Let $G$ be a finite group. Let the commutator of $x$ and $y$ is:
$$[x,y]= x^{-1}y^{-1}xy$$
$$[G, G] = \langle \{[x, y]\ \mid x,y\in G\}\rangle$$
$[G , G]$ is called the commutator subgroup of group $G$.
Now let us see the lower central series of group $G$.
$$G = L^{0}(G) \ge L^{1}(G) \cdots $$
Where $L^{i+1}(G) = [G,L^{i}(G)]$.
If the lower central series for $G$ terminates in $\{1\}$ then we say group is nilpotent.
Claim : A finite group $G$ is nilpotent iff if every maximal subgroup of $G$ is normal in $G$
Proof : Let me prove first that if every maximal subgroup of $G$ is normal in $G$ then group $G$ is nilpotent
Let $H$ be a maximal subgroup of $G$, by hypothesis it is normal so we get
$\{1\}\le H \le G$
As $H$ is maximal subgroup of $G$ it is not possible that we have some $H_1$ in which is non-trivial and a subgroup of $H$.
Is there anything more which I need to prove in this direction?
Other direction
If finite group $G$ is nilpotent then every subgroup of $G$ is maximal.
If $G$ is nilpotent then by above definition it admits an lower central series ..
I need a hint how to prove this direction
Best Answer
To be fair I don't see how $G \ge H \ge \{1\}$ helps you prove that $G$ is nilpotent.
First of all assume that $G$ isn't the trivial group, nor a $p$-group, as it's trivial that claim holds for those groups.
Anyway, here's a way how to prove the fact above.

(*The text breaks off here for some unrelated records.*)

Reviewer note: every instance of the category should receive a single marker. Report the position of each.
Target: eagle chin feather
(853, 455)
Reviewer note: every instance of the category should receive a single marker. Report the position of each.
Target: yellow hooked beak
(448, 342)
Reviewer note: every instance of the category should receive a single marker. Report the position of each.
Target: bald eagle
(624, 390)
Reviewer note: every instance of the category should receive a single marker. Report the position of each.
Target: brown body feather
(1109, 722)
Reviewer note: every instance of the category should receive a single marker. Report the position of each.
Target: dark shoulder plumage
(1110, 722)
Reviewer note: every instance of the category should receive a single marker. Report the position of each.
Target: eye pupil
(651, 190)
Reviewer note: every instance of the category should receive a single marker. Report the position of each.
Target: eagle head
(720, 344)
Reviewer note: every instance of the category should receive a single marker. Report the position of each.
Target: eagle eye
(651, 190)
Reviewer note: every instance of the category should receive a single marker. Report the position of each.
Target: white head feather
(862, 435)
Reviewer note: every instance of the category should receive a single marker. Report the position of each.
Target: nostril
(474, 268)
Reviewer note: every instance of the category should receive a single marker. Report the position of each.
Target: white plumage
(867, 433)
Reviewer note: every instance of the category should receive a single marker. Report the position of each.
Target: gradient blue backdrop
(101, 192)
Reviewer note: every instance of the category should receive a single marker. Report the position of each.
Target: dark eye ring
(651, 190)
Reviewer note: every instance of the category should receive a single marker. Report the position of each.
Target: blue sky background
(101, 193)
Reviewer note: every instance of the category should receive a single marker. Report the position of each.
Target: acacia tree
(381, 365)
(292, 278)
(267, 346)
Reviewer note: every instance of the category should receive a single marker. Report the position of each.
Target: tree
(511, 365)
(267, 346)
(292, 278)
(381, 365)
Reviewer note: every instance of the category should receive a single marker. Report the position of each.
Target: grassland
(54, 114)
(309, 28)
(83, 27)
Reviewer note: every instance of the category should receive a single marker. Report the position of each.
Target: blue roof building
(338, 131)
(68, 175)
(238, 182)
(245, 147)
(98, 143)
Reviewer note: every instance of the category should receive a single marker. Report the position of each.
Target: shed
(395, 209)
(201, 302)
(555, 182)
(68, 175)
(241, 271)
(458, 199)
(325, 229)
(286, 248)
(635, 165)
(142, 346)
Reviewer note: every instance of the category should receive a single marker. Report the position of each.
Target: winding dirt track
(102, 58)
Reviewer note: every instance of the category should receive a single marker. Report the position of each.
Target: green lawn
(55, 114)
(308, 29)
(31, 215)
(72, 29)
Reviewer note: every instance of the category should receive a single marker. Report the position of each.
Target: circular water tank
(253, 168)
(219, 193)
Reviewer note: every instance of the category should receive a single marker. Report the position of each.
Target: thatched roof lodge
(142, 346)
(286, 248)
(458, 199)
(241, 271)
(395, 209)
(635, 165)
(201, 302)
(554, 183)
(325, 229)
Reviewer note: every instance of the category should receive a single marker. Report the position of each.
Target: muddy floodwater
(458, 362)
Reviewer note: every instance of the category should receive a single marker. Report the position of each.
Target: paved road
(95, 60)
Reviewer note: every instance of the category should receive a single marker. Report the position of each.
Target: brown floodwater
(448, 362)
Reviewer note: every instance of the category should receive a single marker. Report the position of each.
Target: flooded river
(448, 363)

Assume that each maximal subgroup of $G$ is normal. Now let $P$ be a $p$-Sylow subgroup of $G$. Obviously $P \not = G$. Now we know that if each Sylow subgroup is normal in $G$, then it's nilpotent. So assume that $N[P] \not = G$. Then we have that $N[P] \le M < G$, where $M$ is some maximal subgroup of $G$. Now by Frattini's Argument we have:
$$G = MN_G[P] = M$$
which is a contradiction and hence $N[P] = G$ and so $P \lhd G$ and so $G$ is nilpotent.
For the other way first prove that nilpotent subgroups satisfy the nilpotent condition. Then let $M$ be any maximal subgroup of $G$, then we have that $M < N[M]$, but from the maximality of $M$ we must have $N[M] = G$ and hence $M \lhd G$ and hence the proof.